Thank you very much for reading my new blog post. This week I want to talk with you about how often we feel offended, criticized or nervous because people were judging the stuff that we were saying or believing in. I am sure you can recall several incidents you having a discussion with colleagues or friends where are you were feeling bad because the other disagreed with your opinions.

Our different world views

We live in a society where there is no uniform worldview anymore. In the past, societies were rather simple. We were sharing much more in the past than now, the dominant values and belief systems together. It was also not very safe to think differently. Publicly speaking about different ideas would often get one severely punished. Luckily, in our modern society, having different opinions and ideas is becoming more accepted. But life became also immensely complex. What used to be in the past as an objective truth, now has so many different interpretations.

There is a real fragmentation of the absolute truth, nothing is certain anymore. Even physics has proven that there is no absolute point of view. Maybe there is an absolute truth out there, but it can’t be observed in its entirety. A complex society with an advanced system of mass communication, where people with many different worldviews live together implies that we are constantly bombarded with many ideas, opinions, and beliefs of many different parties. This means that keeping and defending a strong identity is more difficult than ever.

Our belief systems

When we have certain beliefs and opinions, there are so many people who think in different ways and can disagree with us. So in our everyday lives, it is very common that people with different beliefs are going to question and openly criticize ours. They do that because they think that our ideas are not true or that their points of view are better than ours. When we disagree with each other about a certain issue, we have a discussion about it and we try to convince the other person that we are a right, by using the necessary arguments. The strange thing is that these discussions are mostly not just a rational exchange of arguments, but that they get very emotional.

When our opinions and beliefs are being judged, we take it personally. When people criticize what we believe in, it feels like they criticize us. That’s because we are fully identified with what we are believing in. We are what we think, instead of synchronizing with our authenticity in our heart… our “INRSIDE”. Since we entered this world, our environment already communicated mainly with us by addressing our minds. They told us many things about us, for us to internalize and identify with. First, they gave us a name and later they proposed a whole bunch of things about us that we started to believe in.

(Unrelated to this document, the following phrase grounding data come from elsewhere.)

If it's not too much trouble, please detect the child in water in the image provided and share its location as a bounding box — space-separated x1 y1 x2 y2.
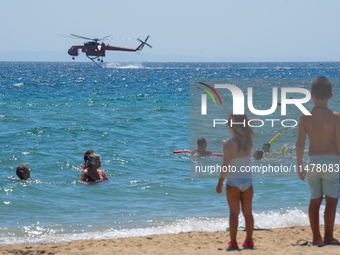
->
253 149 264 160
191 138 212 156
216 113 255 249
253 149 282 161
16 163 30 180
262 142 271 152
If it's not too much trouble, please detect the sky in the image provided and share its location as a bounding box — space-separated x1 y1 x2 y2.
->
1 0 340 62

These belief systems became our identity and slowly throughout our youth, we started to live less and less from our heart space and more and more from our minds. We slowly lost our innocence, authenticity, and spontaneity in exchange for our egos. When we are living from our ego every communication with others is judged following an identity based on many belief systems coming from outside us. So no wonder that when people criticize our belief systems, that it feels like they criticize us.

We are not what we think

The truth is that we are completely separate from ideas, concepts, beliefs, opinions… We just identified with them. We are not a political party, a football team, a religious order, or a culture. But when people say something bad about the ones we identify with, we feel hurt as if we would feel hurt personally. If we see this in the bigger picture, we understand better why there are so many wars based on differences in political, ideological, religious and cultural belief systems. When we feel that we are under personal attack, automatically our natural defense system gets triggered. When our beliefs are charged, it feels literally like we are in danger because the body is having the same physiological reactions. In other words, we are confused. When our ideology or religion is criticized there is no real danger for us, but still, the body thinks that there is a real reason for getting all hands on deck.

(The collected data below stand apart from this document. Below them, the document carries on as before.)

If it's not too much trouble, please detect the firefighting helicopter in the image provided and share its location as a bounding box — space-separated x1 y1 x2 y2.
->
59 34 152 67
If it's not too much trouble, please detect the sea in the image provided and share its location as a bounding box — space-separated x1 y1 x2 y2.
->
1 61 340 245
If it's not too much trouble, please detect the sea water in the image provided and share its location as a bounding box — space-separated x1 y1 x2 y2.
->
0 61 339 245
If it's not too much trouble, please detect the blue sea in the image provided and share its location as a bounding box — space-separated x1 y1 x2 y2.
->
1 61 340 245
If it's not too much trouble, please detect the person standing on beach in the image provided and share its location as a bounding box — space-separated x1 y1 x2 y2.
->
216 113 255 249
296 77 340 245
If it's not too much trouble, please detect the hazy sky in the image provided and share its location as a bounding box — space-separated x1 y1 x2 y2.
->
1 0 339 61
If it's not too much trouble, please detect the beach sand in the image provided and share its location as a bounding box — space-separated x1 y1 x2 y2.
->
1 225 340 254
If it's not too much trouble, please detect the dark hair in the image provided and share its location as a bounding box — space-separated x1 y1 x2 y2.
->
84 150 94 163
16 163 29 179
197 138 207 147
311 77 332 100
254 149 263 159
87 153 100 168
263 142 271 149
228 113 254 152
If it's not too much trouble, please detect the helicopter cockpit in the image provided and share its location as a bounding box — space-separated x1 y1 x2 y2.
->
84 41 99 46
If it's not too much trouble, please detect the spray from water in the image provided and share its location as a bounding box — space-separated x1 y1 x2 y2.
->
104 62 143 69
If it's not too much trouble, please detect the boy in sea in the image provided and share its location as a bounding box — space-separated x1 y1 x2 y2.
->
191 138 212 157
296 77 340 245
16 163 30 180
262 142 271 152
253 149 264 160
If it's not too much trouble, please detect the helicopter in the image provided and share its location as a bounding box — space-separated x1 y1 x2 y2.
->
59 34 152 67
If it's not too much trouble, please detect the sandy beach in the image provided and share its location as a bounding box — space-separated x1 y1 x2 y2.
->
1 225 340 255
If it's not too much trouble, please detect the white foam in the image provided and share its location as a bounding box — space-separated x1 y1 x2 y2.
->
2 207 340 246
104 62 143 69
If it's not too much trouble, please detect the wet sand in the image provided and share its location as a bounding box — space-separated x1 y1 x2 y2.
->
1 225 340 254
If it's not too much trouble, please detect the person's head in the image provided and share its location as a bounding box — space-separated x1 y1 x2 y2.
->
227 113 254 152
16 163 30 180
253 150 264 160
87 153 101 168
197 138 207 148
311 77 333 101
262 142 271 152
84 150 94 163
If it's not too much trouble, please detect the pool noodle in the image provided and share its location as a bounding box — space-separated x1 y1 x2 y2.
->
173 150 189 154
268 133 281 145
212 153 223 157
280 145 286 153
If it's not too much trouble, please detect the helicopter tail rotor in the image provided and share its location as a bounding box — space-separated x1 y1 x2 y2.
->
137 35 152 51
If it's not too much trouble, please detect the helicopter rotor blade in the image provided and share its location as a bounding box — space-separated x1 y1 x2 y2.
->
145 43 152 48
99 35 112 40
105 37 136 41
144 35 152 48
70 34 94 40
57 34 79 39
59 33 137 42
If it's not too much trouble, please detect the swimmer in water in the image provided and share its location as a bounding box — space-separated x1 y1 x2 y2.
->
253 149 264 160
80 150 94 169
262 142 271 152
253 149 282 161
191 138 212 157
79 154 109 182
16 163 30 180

Our body has certain natural defense mechanisms: Fight, flight and freeze. So when we are in a discussion and our arguments are being declined, our body believes we are in real danger and starts a whole package of physiological reactions to start our fight, flight, and freeze behavior. No wonder discussions and differences of opinions cause deep emotional responses and fights. But the truth is, whatever people say about the thoughts in our minds all the instances we are attached with, we are never really in danger… It just feels like that because we rather are what we think, then that we are Who We Are.

Take distance from your beliefs

Actually, the solution to this problem is not very difficult to practice or hard to understand. We need to become aware that we are not our belief systems. Every time our beliefs are under attack, a little imaginary bell should ring in our minds reminding us that we are safe. That we are not our belief systems, but that we are something greater. That we have inherent qualities, talents and our own uniqueness in our “INRSIDE”. So we don’t need to attach ourselves with ideas and defend emotionally what we believe in. When we feel our own inherent goodness, we don’t need to defend it with all our power, ideas that came from outside us and were never ours, to begin with anyway.

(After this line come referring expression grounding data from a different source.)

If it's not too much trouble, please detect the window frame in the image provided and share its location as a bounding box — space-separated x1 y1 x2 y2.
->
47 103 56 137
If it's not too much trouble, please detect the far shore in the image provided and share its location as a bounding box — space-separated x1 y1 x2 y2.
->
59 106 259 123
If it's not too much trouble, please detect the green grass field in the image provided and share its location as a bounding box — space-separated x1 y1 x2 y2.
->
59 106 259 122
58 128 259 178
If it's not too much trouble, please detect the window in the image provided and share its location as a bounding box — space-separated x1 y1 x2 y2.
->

It is hard to let go of sources of identifications when we would have nothing else to be proud of, nothing else to call our own. That’s why it’s so important to find out who you really are, so you don’t need to suffer needlessly when people are criticizing your points of view. Of course, you don’t have to reject your thoughts and ideas and you are allowed to defend them without getting affected. To have a practical life in our society, we need our belief systems to function well. But when it’s not a matter of life and death to defend them anymore, we can prevent much harm for ourselves and others… and make even the world a better place. Another advantage is that when we can remain calm and not offended personally when people criticize our ideas, we can remain rational and out of our emotions. This state of being gives us a better chance of winning an argument or a discussion. A little bit of distance gives us a better overview and more understanding of the matters as well.